If Britain had needed heroes in 1913, she had an even greater thirst for them as the First World War progressed and a generation of young men obeyed the call to unquestioning sacrifice. However, after the war came the doubts. What had it all been for? Was the terrible cost justified? Scott’s heroism achieved an even greater prominence. His sacrifice in the pure clean wastes of Antarctica remained comfortingly unsullied amid doubts about what the mud, pain and squalor of Flanders had achieved.

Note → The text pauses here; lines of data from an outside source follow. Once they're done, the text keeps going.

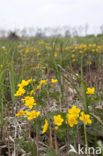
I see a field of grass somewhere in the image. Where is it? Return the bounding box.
[0,35,103,156]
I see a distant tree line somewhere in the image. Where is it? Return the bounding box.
[0,24,103,39]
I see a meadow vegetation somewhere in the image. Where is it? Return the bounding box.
[0,35,103,156]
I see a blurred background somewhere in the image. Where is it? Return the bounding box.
[0,0,103,39]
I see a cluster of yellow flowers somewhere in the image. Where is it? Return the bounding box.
[15,78,92,134]
[14,79,32,96]
[14,78,58,120]
[42,106,92,134]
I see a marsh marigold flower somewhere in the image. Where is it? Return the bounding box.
[21,96,36,109]
[16,110,25,116]
[42,119,48,134]
[86,88,95,95]
[26,110,40,120]
[79,112,92,125]
[67,113,78,127]
[68,106,80,117]
[51,79,58,83]
[14,88,25,96]
[54,115,64,126]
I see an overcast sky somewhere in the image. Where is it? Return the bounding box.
[0,0,103,31]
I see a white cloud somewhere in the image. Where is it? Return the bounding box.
[0,0,103,33]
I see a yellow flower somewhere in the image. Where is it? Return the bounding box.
[79,112,92,125]
[68,106,80,117]
[54,115,64,126]
[55,126,59,131]
[21,96,36,109]
[86,88,95,95]
[54,52,58,57]
[51,79,58,83]
[26,110,40,120]
[16,110,25,116]
[42,119,48,134]
[67,113,78,127]
[18,80,30,88]
[14,87,25,96]
[36,79,48,89]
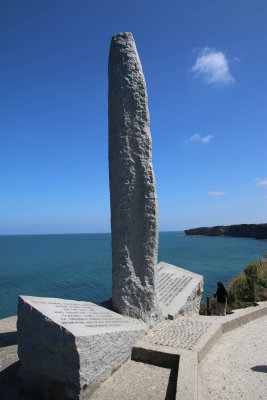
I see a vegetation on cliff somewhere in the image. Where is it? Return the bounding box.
[200,253,267,315]
[185,223,267,239]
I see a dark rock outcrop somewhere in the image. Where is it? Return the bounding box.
[185,224,267,239]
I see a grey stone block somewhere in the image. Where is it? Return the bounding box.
[157,262,204,318]
[17,296,145,400]
[108,32,159,325]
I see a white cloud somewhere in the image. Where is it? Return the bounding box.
[191,47,235,85]
[208,192,227,196]
[256,178,267,185]
[185,133,213,144]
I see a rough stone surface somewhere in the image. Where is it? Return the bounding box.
[199,316,267,400]
[17,296,144,400]
[108,32,158,325]
[157,262,204,318]
[90,361,174,400]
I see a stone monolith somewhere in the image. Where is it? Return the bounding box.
[108,32,158,325]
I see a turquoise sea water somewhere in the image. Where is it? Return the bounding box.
[0,232,267,318]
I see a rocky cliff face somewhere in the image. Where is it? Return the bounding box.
[185,224,267,239]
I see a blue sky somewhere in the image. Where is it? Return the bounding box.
[0,0,267,234]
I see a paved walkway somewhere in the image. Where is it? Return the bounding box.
[0,316,267,400]
[199,316,267,400]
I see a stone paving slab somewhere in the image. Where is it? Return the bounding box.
[139,317,217,350]
[90,360,176,400]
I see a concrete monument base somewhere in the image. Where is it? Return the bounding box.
[157,262,204,319]
[17,296,145,400]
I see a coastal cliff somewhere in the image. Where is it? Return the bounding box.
[185,224,267,239]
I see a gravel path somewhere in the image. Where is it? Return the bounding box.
[199,316,267,400]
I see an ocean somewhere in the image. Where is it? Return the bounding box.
[0,232,267,318]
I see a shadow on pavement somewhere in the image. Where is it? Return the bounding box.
[0,332,18,347]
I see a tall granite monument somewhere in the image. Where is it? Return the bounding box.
[108,32,161,325]
[17,33,203,400]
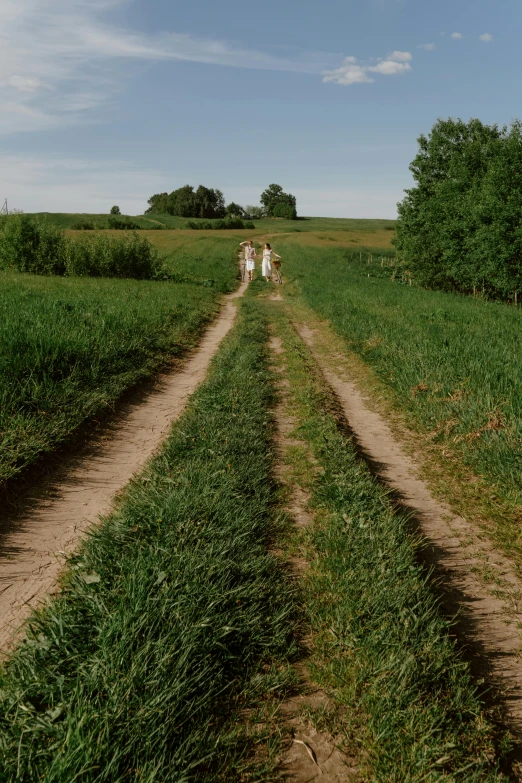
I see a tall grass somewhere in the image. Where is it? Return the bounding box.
[0,305,295,783]
[273,304,506,783]
[0,272,221,483]
[283,243,522,506]
[0,215,161,280]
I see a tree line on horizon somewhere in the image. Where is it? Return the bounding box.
[395,119,522,301]
[145,184,297,220]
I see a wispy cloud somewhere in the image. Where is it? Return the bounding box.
[323,51,413,85]
[0,0,335,133]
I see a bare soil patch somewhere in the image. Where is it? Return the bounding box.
[270,337,360,783]
[296,324,522,755]
[0,283,247,655]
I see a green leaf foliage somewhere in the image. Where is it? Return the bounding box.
[146,185,225,218]
[0,215,161,280]
[397,119,522,298]
[259,184,297,219]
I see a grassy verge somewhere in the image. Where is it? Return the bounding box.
[268,303,506,783]
[276,244,522,548]
[0,303,295,783]
[0,255,235,484]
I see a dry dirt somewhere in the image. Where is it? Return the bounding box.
[296,324,522,755]
[270,336,360,783]
[0,283,247,656]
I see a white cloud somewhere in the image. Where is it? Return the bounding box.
[323,51,412,85]
[323,57,373,84]
[386,52,413,63]
[0,0,334,134]
[368,60,411,76]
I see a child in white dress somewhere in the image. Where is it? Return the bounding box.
[261,242,281,283]
[240,239,257,280]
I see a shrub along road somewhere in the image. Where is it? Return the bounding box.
[0,266,509,783]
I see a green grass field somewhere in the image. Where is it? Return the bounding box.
[0,240,236,482]
[27,212,395,233]
[0,213,522,783]
[281,242,522,544]
[267,303,504,783]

The mystique and enduring power of Scott’s last Antarctic expedition lie in all these things. Of course, the modern age is less comfortable with heroes, cynically eager to show its sophistication and scepticism and dig for the feet of clay. There has been much debate in recent years about the scale of Scott’s achievement and he has been compared unfavourably with Amundsen. It is of course possible to pare the story down to clinical discussions of logistics, to a debate about methods of transport, the merits of dogs versus ponies, the quality of rations, the effectiveness of the planning, the routes which were followed, the risks which were run. Yet, while these things have their place, there is the danger of losing sight of the essential humanity of what happened out there in that forlorn and silent world.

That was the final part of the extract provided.